In the October meeting of the Defense Innovation Advisory Board, Marne Levine, COO of Instagram, said: “The Department of Defense does not have an innovation problem, it has an innovation adoption problem.” Within the Air Force and within the 480th Intelligence, Surveillance, and Reconnaissance (ISR) Wing, this is true our infrastructure within tactical ISR is aging rapidly. The climate is ripe for innovation. We are mired in a large bureaucratic system that is heavy on policy and process; changes come at a glacial pace.

We have to pivot toward a culture where innovative practices are seen as a new normal. But we cannot stifle creativity while we wait for a new system. We need a method that expedites projects through existing processes so that change can be implemented rapidly. We must sustain the flow of ideas while we work toward the larger strategic shift.

Invention vs. Innovation

Innovation is an imprecise word, but I choose to give credit for innovation at the point where an idea has been successfully implemented. All efforts prior to the point of innovation are inventions. Lean-Start Up advocates would call these inventions minimum viable products (MVPs); prototype is another possible descriptor. A key component of MVPs is getting feedback so that follow-on iterations are made early in the process. In the private sector, start-ups are not constrained by the same bureaucracy. When they have an MVP, they launch it, get feedback from customers, and then iterate. To launch an MVP within the Air Force, Airman need resources and funding, access to data and systems, security approval, and network and IT support. This requires coordination across multiple offices and organizations, all of which have their own byzantine processes. If these airman had nothing else to do except work on their MVPs, this process would be prohibitive. MVP development is in their “spare” time. Too often, their ideas become victims of the system.

Innovation on the Horizon

The Air Force is pursuing several highly publicized innovation efforts for the future, but what about the airman that have innovative solutions they are ready to deploy today?

One of the airman in our Wing recently developed an app called iTRAC to automate and track the equipment layout of his squadron. He got tired of chasing fiber cables underneath floor tiles as the only way to know where the right endpoint was. Programs such as Project Maven and Afwerx are part of the culture shift we need to be moving toward but efforts like iTRAC represent real improvement that can be actioned immediately.

The Fast Track in Practice

Within the 480th ISR Wing, we recently established an office focused on innovation. Our charter from the commander has been to educate airman on the processes and framework of innovative practices, to facilitate the stand-up of innovation labs, both physical and virtual, and to create a system for sharing ideas across the Wing. Where we differ from most innovation focused organizations is project champions.

We have a quarterly summit called “Innovation at the Edge,” where airman present their ideas to the Wing Commander. If he approves the MVP, we adopt it at the Wing-level and assign a project champion. Airman also pitch their ideas to the Commander when he visits their site and we occasionally pursue ideas presented from organizations and individuals outside the Wing. Once we assign a project champion, their job is to move the project through each of the different offices and processes that are required to develop the MVP. This allows the airman who created the project to be able to focus on his/her tasked mission while knowing someone is advancing their project.

The project champion does not and cannot replicate each of the individual offices and process within our Wing. Their role is to work with these offices to push the project through to completion. All of our project champions are assigned to the 480th Wing Innovation office full time so they can focus on advancing these projects.

Use Case

An airman at one of our sites recently determined they would be able to better analyze data if they had access to Tableau, a data visualization and analytics tool. This tool can also ingest information from several of our existing systems and quantify the effectiveness of ISR. The Wing Commander directed us to move out and we assigned a project champion.

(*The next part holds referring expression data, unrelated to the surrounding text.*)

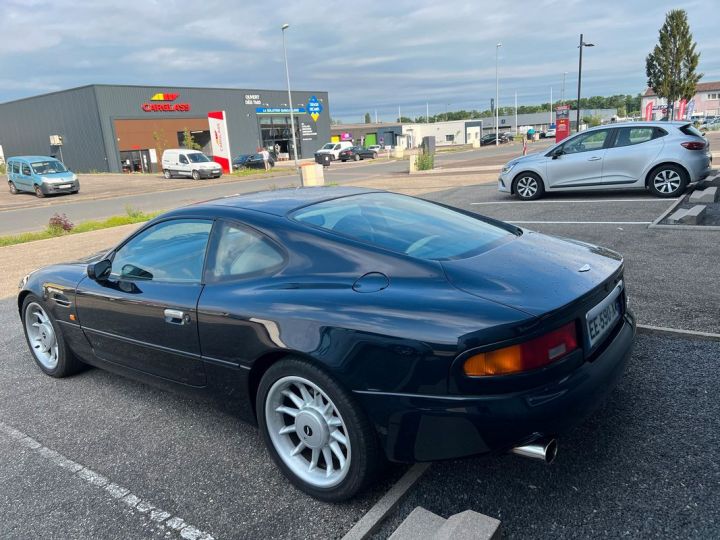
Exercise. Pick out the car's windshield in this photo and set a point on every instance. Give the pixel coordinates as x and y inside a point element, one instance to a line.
<point>198,157</point>
<point>51,166</point>
<point>405,225</point>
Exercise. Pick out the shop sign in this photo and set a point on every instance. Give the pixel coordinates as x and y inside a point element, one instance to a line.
<point>314,108</point>
<point>161,102</point>
<point>278,110</point>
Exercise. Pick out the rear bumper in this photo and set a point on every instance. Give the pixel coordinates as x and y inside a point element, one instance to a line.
<point>427,428</point>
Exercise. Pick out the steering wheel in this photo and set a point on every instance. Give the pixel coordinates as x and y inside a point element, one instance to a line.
<point>419,244</point>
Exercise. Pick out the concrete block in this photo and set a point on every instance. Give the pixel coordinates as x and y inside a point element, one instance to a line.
<point>469,525</point>
<point>707,195</point>
<point>420,523</point>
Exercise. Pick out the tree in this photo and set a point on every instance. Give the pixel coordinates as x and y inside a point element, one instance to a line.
<point>189,141</point>
<point>671,66</point>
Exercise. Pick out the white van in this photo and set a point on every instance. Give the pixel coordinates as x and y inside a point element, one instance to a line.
<point>184,162</point>
<point>334,148</point>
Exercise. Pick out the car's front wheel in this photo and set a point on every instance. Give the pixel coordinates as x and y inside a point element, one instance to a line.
<point>46,341</point>
<point>667,181</point>
<point>315,432</point>
<point>529,186</point>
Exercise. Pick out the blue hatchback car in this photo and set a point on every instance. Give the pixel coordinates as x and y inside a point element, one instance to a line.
<point>42,175</point>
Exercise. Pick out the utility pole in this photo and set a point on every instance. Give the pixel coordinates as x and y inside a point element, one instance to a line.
<point>497,96</point>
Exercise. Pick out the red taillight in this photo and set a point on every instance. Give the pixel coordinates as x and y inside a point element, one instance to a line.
<point>532,354</point>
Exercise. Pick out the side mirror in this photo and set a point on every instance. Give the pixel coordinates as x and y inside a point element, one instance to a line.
<point>99,271</point>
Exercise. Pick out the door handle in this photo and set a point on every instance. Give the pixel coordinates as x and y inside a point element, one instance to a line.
<point>175,316</point>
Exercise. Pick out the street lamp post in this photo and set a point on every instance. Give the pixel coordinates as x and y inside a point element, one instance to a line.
<point>582,44</point>
<point>497,96</point>
<point>292,116</point>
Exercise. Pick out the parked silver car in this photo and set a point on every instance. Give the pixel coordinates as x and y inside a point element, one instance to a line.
<point>663,157</point>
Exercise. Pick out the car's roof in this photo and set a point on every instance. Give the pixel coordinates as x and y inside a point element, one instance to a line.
<point>33,158</point>
<point>282,201</point>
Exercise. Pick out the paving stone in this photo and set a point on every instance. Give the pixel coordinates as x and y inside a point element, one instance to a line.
<point>420,523</point>
<point>469,525</point>
<point>707,195</point>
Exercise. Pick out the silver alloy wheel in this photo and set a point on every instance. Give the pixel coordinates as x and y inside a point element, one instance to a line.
<point>527,186</point>
<point>667,181</point>
<point>41,335</point>
<point>308,432</point>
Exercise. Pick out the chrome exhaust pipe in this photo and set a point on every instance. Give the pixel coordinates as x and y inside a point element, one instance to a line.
<point>544,449</point>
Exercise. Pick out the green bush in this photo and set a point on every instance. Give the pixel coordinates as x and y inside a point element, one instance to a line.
<point>425,161</point>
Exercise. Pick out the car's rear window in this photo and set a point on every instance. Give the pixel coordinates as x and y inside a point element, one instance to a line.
<point>405,225</point>
<point>689,129</point>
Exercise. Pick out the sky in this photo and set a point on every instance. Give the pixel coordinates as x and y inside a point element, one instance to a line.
<point>370,56</point>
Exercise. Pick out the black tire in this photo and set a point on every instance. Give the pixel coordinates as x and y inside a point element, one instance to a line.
<point>68,363</point>
<point>366,456</point>
<point>667,181</point>
<point>528,186</point>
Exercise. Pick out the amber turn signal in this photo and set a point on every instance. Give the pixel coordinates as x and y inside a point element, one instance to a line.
<point>532,354</point>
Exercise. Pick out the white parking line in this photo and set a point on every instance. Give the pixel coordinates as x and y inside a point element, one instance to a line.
<point>142,508</point>
<point>560,201</point>
<point>583,222</point>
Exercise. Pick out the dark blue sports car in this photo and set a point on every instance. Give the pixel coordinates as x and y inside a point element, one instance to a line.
<point>351,325</point>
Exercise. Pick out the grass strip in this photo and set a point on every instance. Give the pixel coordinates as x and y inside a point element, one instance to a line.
<point>85,226</point>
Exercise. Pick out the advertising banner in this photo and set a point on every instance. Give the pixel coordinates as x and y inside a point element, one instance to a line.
<point>219,139</point>
<point>562,122</point>
<point>648,111</point>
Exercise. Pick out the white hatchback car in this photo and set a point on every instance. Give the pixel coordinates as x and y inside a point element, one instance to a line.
<point>663,157</point>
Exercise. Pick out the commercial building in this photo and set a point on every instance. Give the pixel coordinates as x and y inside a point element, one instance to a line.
<point>705,102</point>
<point>117,128</point>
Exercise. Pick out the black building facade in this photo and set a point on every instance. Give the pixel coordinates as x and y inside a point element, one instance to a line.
<point>107,128</point>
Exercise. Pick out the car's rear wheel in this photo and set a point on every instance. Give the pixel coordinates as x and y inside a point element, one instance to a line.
<point>528,186</point>
<point>667,181</point>
<point>314,431</point>
<point>46,341</point>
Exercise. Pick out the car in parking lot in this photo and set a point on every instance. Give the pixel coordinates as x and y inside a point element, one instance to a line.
<point>662,157</point>
<point>356,153</point>
<point>251,161</point>
<point>41,175</point>
<point>351,325</point>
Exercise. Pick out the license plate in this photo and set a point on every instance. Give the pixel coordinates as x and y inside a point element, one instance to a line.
<point>600,319</point>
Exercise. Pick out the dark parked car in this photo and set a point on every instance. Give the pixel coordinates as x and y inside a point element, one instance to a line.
<point>356,153</point>
<point>251,161</point>
<point>352,325</point>
<point>490,139</point>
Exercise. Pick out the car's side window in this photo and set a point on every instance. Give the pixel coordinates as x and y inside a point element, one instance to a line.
<point>587,142</point>
<point>170,251</point>
<point>629,136</point>
<point>239,252</point>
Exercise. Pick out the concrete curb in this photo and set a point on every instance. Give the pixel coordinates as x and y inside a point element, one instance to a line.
<point>375,516</point>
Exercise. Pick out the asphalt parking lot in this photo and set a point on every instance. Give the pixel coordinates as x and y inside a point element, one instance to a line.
<point>645,465</point>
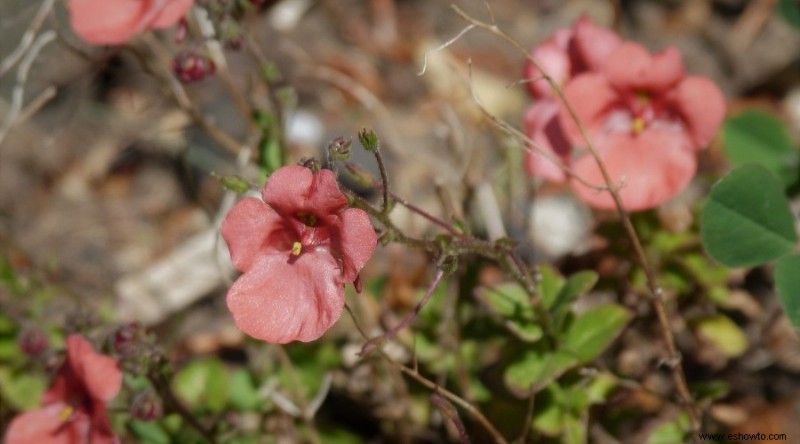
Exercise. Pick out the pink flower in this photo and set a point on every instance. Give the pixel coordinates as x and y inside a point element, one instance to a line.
<point>113,22</point>
<point>569,52</point>
<point>297,248</point>
<point>74,409</point>
<point>646,120</point>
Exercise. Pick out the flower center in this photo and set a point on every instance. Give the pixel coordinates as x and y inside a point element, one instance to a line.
<point>307,218</point>
<point>637,126</point>
<point>66,413</point>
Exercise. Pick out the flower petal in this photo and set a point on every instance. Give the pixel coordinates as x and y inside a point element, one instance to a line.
<point>42,426</point>
<point>355,241</point>
<point>652,167</point>
<point>99,374</point>
<point>544,128</point>
<point>632,68</point>
<point>279,302</point>
<point>247,230</point>
<point>593,99</point>
<point>107,22</point>
<point>592,44</point>
<point>294,189</point>
<point>701,106</point>
<point>173,11</point>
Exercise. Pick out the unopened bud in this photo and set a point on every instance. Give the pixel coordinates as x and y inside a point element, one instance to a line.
<point>181,31</point>
<point>192,67</point>
<point>339,148</point>
<point>310,163</point>
<point>360,175</point>
<point>369,140</point>
<point>234,183</point>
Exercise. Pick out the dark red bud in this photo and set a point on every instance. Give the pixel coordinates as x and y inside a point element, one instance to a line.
<point>181,31</point>
<point>191,67</point>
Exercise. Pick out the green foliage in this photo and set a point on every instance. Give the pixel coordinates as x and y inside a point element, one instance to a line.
<point>564,407</point>
<point>271,154</point>
<point>723,333</point>
<point>203,384</point>
<point>21,390</point>
<point>582,340</point>
<point>790,10</point>
<point>149,432</point>
<point>787,283</point>
<point>513,305</point>
<point>758,137</point>
<point>746,220</point>
<point>671,432</point>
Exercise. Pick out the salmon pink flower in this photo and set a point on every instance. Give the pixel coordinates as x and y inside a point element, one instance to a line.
<point>74,410</point>
<point>297,249</point>
<point>646,120</point>
<point>113,22</point>
<point>567,53</point>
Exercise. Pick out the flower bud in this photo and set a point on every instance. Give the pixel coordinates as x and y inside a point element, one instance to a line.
<point>192,67</point>
<point>360,175</point>
<point>339,148</point>
<point>369,140</point>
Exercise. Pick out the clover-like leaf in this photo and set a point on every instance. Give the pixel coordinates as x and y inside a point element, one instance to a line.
<point>746,220</point>
<point>759,137</point>
<point>787,283</point>
<point>512,304</point>
<point>593,331</point>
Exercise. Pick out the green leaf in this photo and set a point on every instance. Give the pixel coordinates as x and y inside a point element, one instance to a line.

The first step was to define the requirement by determining how many licenses were needed. Second, it required talking to the company to make sure we understood what the licenses included and training. With this information we were able to explain the requirement to our acquisition team which expedited the contracting process. Once purchased, we worked with our integration team to move through the security requirements. Our project champion then got a list of machines that would receive a license and submitted the required paperwork. This cut the work flow down from months (if not longer) to weeks.

In this case a dedicated advocate co-located with the relevant stakeholders was able to fast track a project that may have otherwise taken much longer or would have been abandoned due to lack of progress. Purchasing software does not seem all that innovative but at its most basic level, an Airman identified a better way to analyze data and we were able to meet that need rapidly through the use of project champions.

Means to an End

Fast tracking is not the long-term answer for every innovation effort. A small team with limited reach is not going to be able to hand hold all projects through the system in perpetuity. What this process can do is use these smaller wins to gain momentum for larger systemic cultural change. Training on MVP development, cross-functional teams focused on innovative ideas, and professional development support will help create a system that lasts. In the meantime, we cannot lose our Airman’s best ideas while we go through this transformation. Ideas will keep the pipeline of creativity flowing long enough for us to get to an innovation ecosystem that is business as usual.

Ryan Hatfield is the deputy chief of innovation for the Air Force’s 480th Intelligence, Surveillance and Reconnaissance Wing.